ML models face a multitude of social concerns (i.e., fairness) while simultaneously providing the potential to deliver positive social impact (Ayling & Chapman, 2022; Tomašev et al., 2020). Therefore, “Assess Social Implications” describes the examination of social objectives and potential social risks concerning the ML model and its system boundaries. On the one hand, this addresses contingent consequences that may lead to a socially unfair outcome (Blackman, 2020; Van Giffen et al., 2022). Moreover, an open exchange about the competing objectives of all stakeholder groups helps to find an overall compromise between fairness, accuracy, transparency, accountability, explainability, privacy, and security (Singh et al., 2022). On the other hand, the potential for improving the overall social good should also be integrated into the decision process (Tomašev et al., 2020).

Sources

  • Ayling, J., & Chapman, A. (2022). Putting AI ethics to work: Are the tools fit for purpose?
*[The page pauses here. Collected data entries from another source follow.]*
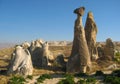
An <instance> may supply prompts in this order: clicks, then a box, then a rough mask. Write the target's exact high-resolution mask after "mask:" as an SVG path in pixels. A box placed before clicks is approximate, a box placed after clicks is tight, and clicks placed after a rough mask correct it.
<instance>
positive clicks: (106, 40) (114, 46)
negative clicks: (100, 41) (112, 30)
mask: <svg viewBox="0 0 120 84" xmlns="http://www.w3.org/2000/svg"><path fill="white" fill-rule="evenodd" d="M114 52H115V45H114V43H113V42H112V39H110V38H108V39H107V40H106V45H105V47H104V56H105V57H109V58H111V60H113V59H114Z"/></svg>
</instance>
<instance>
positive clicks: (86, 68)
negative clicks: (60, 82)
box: [67, 7, 91, 73]
mask: <svg viewBox="0 0 120 84" xmlns="http://www.w3.org/2000/svg"><path fill="white" fill-rule="evenodd" d="M84 10H85V8H84V7H80V8H77V9H75V10H74V13H75V14H77V19H76V21H75V26H74V40H73V46H72V52H71V55H70V57H69V59H68V63H67V72H79V73H85V72H87V71H89V70H90V67H91V60H90V54H89V50H88V46H87V42H86V38H85V31H84V28H83V24H82V16H83V14H84Z"/></svg>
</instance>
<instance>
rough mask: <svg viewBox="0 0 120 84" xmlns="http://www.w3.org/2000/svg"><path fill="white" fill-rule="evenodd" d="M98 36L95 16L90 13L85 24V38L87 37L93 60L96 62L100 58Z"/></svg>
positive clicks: (90, 53) (88, 13)
mask: <svg viewBox="0 0 120 84" xmlns="http://www.w3.org/2000/svg"><path fill="white" fill-rule="evenodd" d="M96 34H97V26H96V23H95V21H94V17H93V14H92V12H88V15H87V20H86V24H85V36H86V41H87V45H88V48H89V53H90V56H91V60H96V59H97V58H98V51H97V46H96Z"/></svg>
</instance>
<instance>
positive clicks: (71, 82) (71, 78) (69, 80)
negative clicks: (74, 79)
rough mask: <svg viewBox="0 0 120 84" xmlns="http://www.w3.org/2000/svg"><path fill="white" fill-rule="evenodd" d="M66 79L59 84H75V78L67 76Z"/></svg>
mask: <svg viewBox="0 0 120 84" xmlns="http://www.w3.org/2000/svg"><path fill="white" fill-rule="evenodd" d="M64 77H65V79H62V80H60V81H59V82H58V83H57V84H75V82H74V76H73V75H70V74H66V75H65V76H64Z"/></svg>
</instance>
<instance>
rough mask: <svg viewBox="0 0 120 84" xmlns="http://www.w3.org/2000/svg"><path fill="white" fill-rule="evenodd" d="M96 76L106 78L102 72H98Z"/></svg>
mask: <svg viewBox="0 0 120 84" xmlns="http://www.w3.org/2000/svg"><path fill="white" fill-rule="evenodd" d="M95 76H104V73H103V72H102V71H96V73H95Z"/></svg>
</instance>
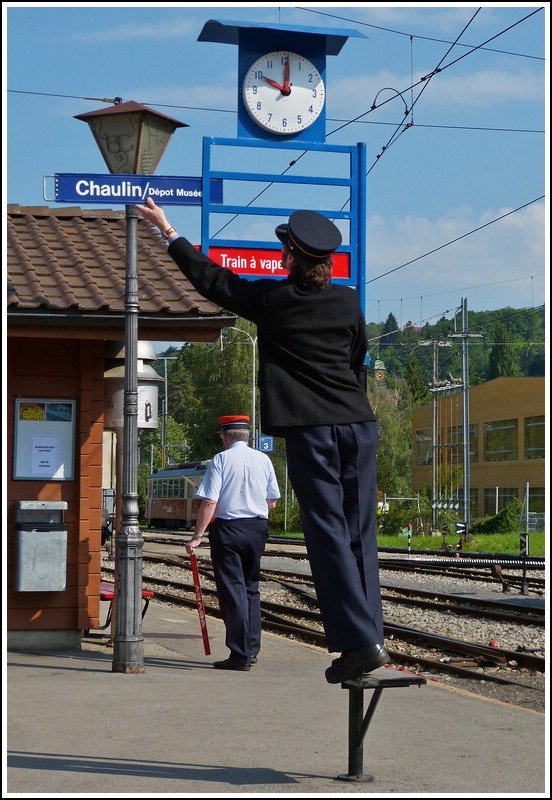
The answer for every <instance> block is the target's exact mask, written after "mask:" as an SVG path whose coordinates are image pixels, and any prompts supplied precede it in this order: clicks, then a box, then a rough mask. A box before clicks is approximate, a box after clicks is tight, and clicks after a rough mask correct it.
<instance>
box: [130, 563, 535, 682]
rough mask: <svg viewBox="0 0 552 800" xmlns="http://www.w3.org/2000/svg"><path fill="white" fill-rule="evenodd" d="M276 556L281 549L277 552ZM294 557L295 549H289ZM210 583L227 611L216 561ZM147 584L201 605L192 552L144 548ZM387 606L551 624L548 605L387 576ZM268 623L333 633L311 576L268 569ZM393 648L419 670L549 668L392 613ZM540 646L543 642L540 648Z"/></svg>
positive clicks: (309, 631)
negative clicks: (440, 586)
mask: <svg viewBox="0 0 552 800" xmlns="http://www.w3.org/2000/svg"><path fill="white" fill-rule="evenodd" d="M271 555H273V554H271ZM286 556H287V553H286ZM156 567H160V568H162V569H166V570H169V571H170V572H171V575H170V576H169V577H159V576H154V575H152V574H148V573H150V572H151V571H155V568H156ZM200 574H201V575H202V584H203V585H202V589H203V595H204V602H205V612H206V614H207V615H211V616H215V617H220V612H219V609H218V600H217V594H216V590H215V588H214V579H213V574H212V570H211V568H210V566H208V565H206V564H205V563H202V562H200ZM143 583H144V587H145V588H151V589H153V590H154V591H155V592H156V597H157V599H158V600H160V601H162V602H167V603H172V604H175V605H182V606H185V607H189V608H193V609H195V608H196V600H195V593H194V587H193V581H192V579H191V575H190V571H189V560H188V559H187V557H184V556H176V555H173V556H170V555H165V554H153V553H151V554H150V553H146V554H144V577H143ZM382 596H383V599H384V606H386V605H388V604H392V605H393V607H397V606H398V607H405V606H406V607H410V608H416V609H425V610H426V611H427V610H429V611H430V612H431V613H435V612H437V613H438V614H440V615H449V616H450V617H451V618H454V619H456V618H458V617H460V616H462V615H463V616H465V617H466V618H470V619H474V620H475V622H474V623H473V624H474V625H477V621H478V620H496V621H497V622H500V623H509V624H511V625H515V626H518V629H519V630H520V631H521V630H522V629H523V627H524V626H531V627H532V628H541V629H542V628H543V627H544V610H543V609H538V608H537V609H531V610H530V611H528V610H527V609H521V610H520V609H513V608H512V606H511V605H509V604H506V603H503V602H498V601H497V602H493V603H492V606H491V605H490V603H489V601H488V600H477V598H473V597H472V598H464V597H461V596H459V595H458V594H455V595H451V594H447V593H440V592H438V591H436V590H434V589H432V590H428V591H424V590H420V589H417V590H416V589H406V588H404V587H396V586H392V585H387V584H386V583H385V582H382ZM261 609H262V618H263V628H264V629H265V630H270V631H273V632H275V633H278V634H280V635H284V636H289V637H291V638H294V639H296V640H299V641H304V642H308V643H310V644H313V645H316V646H320V647H325V646H326V643H325V636H324V632H323V628H322V624H321V620H320V614H319V611H318V607H317V600H316V595H315V592H314V588H313V586H312V580H311V578H310V575H308V574H306V573H289V572H288V571H276V570H270V569H264V570H263V574H262V584H261ZM386 616H387V615H386V614H384V631H385V640H386V648H387V649H388V651H389V653H390V655H391V657H392V660H393V662H394V663H396V664H400V665H403V666H405V667H408V668H409V669H413V670H415V671H425V672H427V671H429V672H434V673H439V674H449V675H456V676H461V677H462V678H467V679H471V680H472V681H475V680H477V681H478V682H491V683H494V684H503V685H510V686H513V685H514V686H518V687H523V686H524V685H526V681H527V677H528V675H533V674H536V673H544V670H545V659H544V650H543V651H542V652H530V651H528V649H527V648H524V647H523V646H520V647H519V648H518V649H515V650H512V649H507V648H501V647H495V646H491V645H483V644H476V643H474V642H473V641H465V640H463V639H459V638H454V637H451V636H444V635H440V634H435V633H431V632H430V631H428V630H422V629H419V628H416V627H413V626H409V625H401V624H397V622H396V621H391V620H387V619H386ZM537 650H538V648H537Z"/></svg>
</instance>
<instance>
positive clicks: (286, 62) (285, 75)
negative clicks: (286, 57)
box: [281, 56, 291, 97]
mask: <svg viewBox="0 0 552 800" xmlns="http://www.w3.org/2000/svg"><path fill="white" fill-rule="evenodd" d="M281 92H282V94H284V95H286V97H287V96H288V95H290V94H291V85H290V83H289V56H288V58H286V63H285V64H284V86H283V88H282V90H281Z"/></svg>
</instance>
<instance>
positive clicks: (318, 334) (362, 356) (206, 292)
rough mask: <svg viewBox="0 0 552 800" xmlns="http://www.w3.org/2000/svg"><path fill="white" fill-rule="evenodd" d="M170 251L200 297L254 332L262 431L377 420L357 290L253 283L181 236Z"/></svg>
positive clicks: (270, 282)
mask: <svg viewBox="0 0 552 800" xmlns="http://www.w3.org/2000/svg"><path fill="white" fill-rule="evenodd" d="M168 252H169V254H170V256H171V257H172V258H173V259H174V261H175V262H176V264H177V265H178V266H179V268H180V269H181V270H182V272H183V273H184V275H185V276H186V277H187V278H188V280H189V281H190V283H192V284H193V286H194V287H195V288H196V289H197V290H198V292H199V293H200V294H201V295H203V296H204V297H206V298H207V299H209V300H211V301H213V302H215V303H217V304H218V305H220V306H221V307H222V308H225V309H227V310H228V311H232V312H233V313H234V314H237V315H238V316H240V317H243V318H244V319H247V320H250V321H251V322H253V323H255V325H256V326H257V335H258V346H259V375H258V386H259V389H260V397H261V424H262V430H263V433H265V434H269V435H274V436H278V435H282V433H283V431H282V429H283V428H284V429H285V428H288V427H290V426H292V427H293V426H298V425H328V424H330V425H339V424H344V423H350V422H362V421H366V420H375V416H374V412H373V411H372V408H371V406H370V404H369V402H368V398H367V397H366V393H365V390H364V388H363V385H362V380H361V370H362V367H363V364H364V358H365V355H366V350H367V339H366V329H365V321H364V317H363V314H362V311H361V308H360V300H359V296H358V294H357V292H356V291H355V290H354V289H352V288H349V287H347V286H342V285H335V284H331V283H330V284H329V285H328V286H327V287H326V288H324V289H321V290H319V291H314V292H313V291H308V292H307V291H302V290H301V289H299V288H298V287H297V286H295V285H294V284H293V283H292V282H291V281H290V280H288V279H287V278H285V279H275V278H258V279H257V280H248V279H246V278H242V277H240V276H239V275H236V274H234V273H233V272H231V271H230V270H228V269H225V268H224V267H221V266H219V265H218V264H216V263H215V262H213V261H212V260H211V259H210V258H208V257H207V256H206V255H205V254H203V253H201V252H200V251H198V250H197V249H196V248H195V247H194V246H193V245H192V244H191V243H190V242H189V241H188V240H187V239H185V238H184V237H182V236H180V237H179V238H177V239H175V240H174V241H173V242H171V244H170V245H169V248H168ZM344 320H350V322H349V324H348V327H347V335H346V336H343V321H344ZM334 323H335V324H334ZM342 365H344V366H342ZM347 365H350V367H347ZM284 432H285V431H284Z"/></svg>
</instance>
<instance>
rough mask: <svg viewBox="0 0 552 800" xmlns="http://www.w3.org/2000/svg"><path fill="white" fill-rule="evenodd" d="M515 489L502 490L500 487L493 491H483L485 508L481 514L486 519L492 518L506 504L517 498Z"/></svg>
mask: <svg viewBox="0 0 552 800" xmlns="http://www.w3.org/2000/svg"><path fill="white" fill-rule="evenodd" d="M517 496H518V495H517V489H504V488H503V487H502V486H495V487H494V489H485V506H484V508H483V514H484V516H486V517H494V516H495V515H496V514H498V513H499V511H502V510H503V509H504V508H506V506H507V505H508V503H511V502H512V500H515V499H516V498H517Z"/></svg>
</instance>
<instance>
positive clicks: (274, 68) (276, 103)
mask: <svg viewBox="0 0 552 800" xmlns="http://www.w3.org/2000/svg"><path fill="white" fill-rule="evenodd" d="M325 95H326V93H325V89H324V81H323V80H322V78H321V77H320V73H319V72H318V70H317V69H316V67H315V66H314V64H312V63H311V62H310V61H308V60H307V59H306V58H304V57H303V56H300V55H298V54H297V53H289V52H286V51H285V50H277V51H275V52H273V53H266V55H264V56H261V57H260V58H258V59H257V61H255V62H254V63H253V64H251V66H250V67H249V69H248V70H247V72H246V74H245V78H244V80H243V85H242V96H243V102H244V104H245V107H246V109H247V111H248V113H249V115H250V116H251V118H252V119H253V120H254V122H256V124H257V125H258V126H259V127H260V128H263V130H266V131H270V132H271V133H275V134H278V135H281V136H286V135H291V134H294V133H300V132H301V131H304V130H305V129H306V128H308V127H309V126H310V125H312V123H313V122H315V121H316V120H317V119H318V117H319V116H320V113H321V112H322V109H323V107H324V100H325Z"/></svg>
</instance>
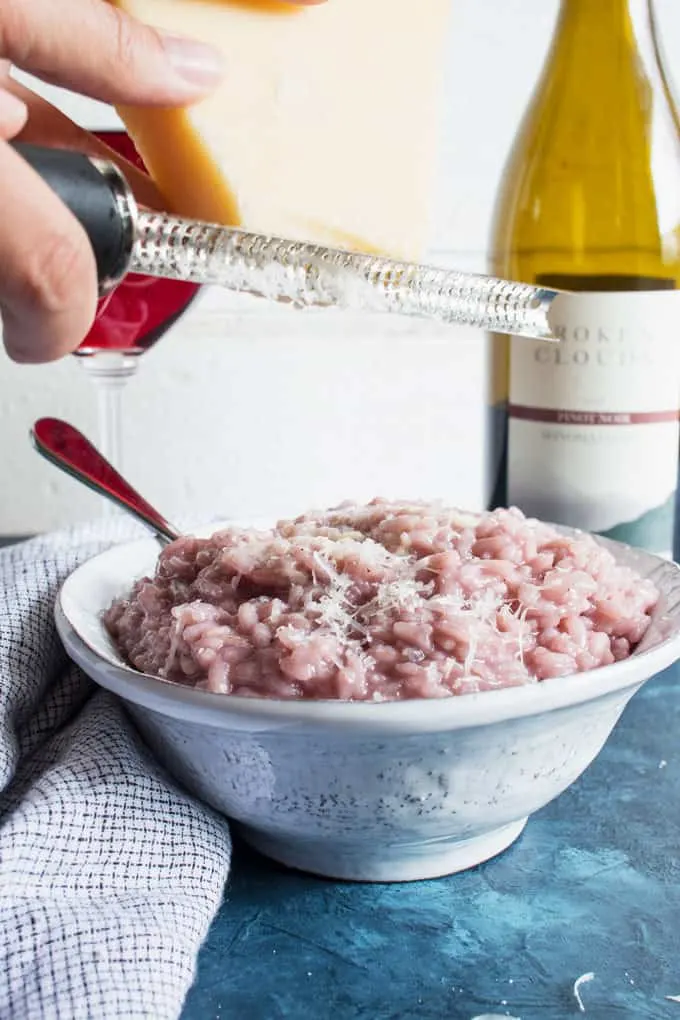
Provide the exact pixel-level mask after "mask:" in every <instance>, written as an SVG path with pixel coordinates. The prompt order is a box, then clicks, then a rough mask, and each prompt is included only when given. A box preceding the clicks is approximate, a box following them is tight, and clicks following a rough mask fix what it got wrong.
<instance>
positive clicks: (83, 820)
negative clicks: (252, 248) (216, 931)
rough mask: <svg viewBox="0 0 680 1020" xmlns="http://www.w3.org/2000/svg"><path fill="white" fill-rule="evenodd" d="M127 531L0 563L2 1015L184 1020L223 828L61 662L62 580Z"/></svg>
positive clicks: (213, 907)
AI and Ethics, 2(3), 405–429. https://doi.org/10.1007/s43681-021-00084-x
  • Tomašev, N., Cornebise, J., Hutter, F., Mohamed, S., Picciariello, A., Connelly, B., Belgrave, D. C. M., Ezer, D., Haert, F. C. V. D., Mugisha, F., Abila, G., Arai, H., Almiraat, H., Proskurnia, J., Snyder, K., Otake-Matsuura, M., Othman, M., Glasmachers, T., Wever, W. D., … Clopath, C. (2020). AI for social good: Unlocking the opportunity for positive impact. Nature Communications, 11(1), 2468. https://doi.org/10.1038/s41467-020-15871-z
  • Blackman, R. (2020, October 15). A Practical Guide to Building Ethical AI. Harvard Business Review. https://hbr.org/2020/10/a-practical-guide-to-building-ethical-ai
  • Van Giffen, B., Herhausen, D., & Fahse, T. (2022). Overcoming the pitfalls and perils of algorithms: A classification of machine learning biases and mitigation methods. Journal of Business Research, 144, 93–106. https://doi.org/10.1016/j.jbusres.2022.01.076
  • Singh, V., Singh, A., & Joshi, K. (2022). Fair CRISP-DM: Embedding Fairness in Machine Learning (ML) Development Life Cycle. Proceedings of the 55th Hawaii International Conference on System Sciences.